Mediator AS: Pasukan ISF Asal Indonesia Akan Ditempatkan di Gaza Selatan
Sementra itu Kementerian Luar Negeri (Kemlu) RI memastikan personel TNI yang bergabung dalam ISF bukan pasukan tempur. Pasukan TNI yang terlibat misi ISF juga bisa ditarik kapan pun dari Gaza.
Direktur Keamanan dan Perdamaian Internasional Kemlu Caka Alverdi Awal mengatakan, tugas pasukan Indonesia di ISF akan ditentukan oleh Kementerian Pertahanan (Kemhan) dan Mabes TNI.
Selain itu, pasukan TNI tidak akan menjalankan peran pelucutan senjata dan demiliterisasi di Gaza.

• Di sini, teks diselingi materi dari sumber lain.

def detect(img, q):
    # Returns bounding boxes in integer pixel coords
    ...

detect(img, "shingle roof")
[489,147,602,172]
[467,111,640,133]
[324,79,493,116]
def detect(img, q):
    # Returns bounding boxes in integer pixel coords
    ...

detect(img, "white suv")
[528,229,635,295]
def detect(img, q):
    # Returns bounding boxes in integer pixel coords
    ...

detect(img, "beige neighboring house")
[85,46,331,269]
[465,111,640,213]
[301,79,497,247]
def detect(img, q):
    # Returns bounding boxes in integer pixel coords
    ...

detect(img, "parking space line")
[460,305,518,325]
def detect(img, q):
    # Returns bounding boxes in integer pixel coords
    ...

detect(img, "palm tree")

"Tapi yang perlu kami sampaikan dan tegaskan sekali lagi bahwa terkait dengan mandat, telah jelas. Dari national caveat kita, saya sampaikan beberapa hal, seperti misalnya yaitu mandat non-combat dan non-demiliterisasi," ujar Caka, dalam konferensi pers, Jumat (27/2/2026).
Selain itu, pasukan militer Indonesia di ISF tak akan menargetkan pihak mana pun. Penugasan juga terbatas di Gaza.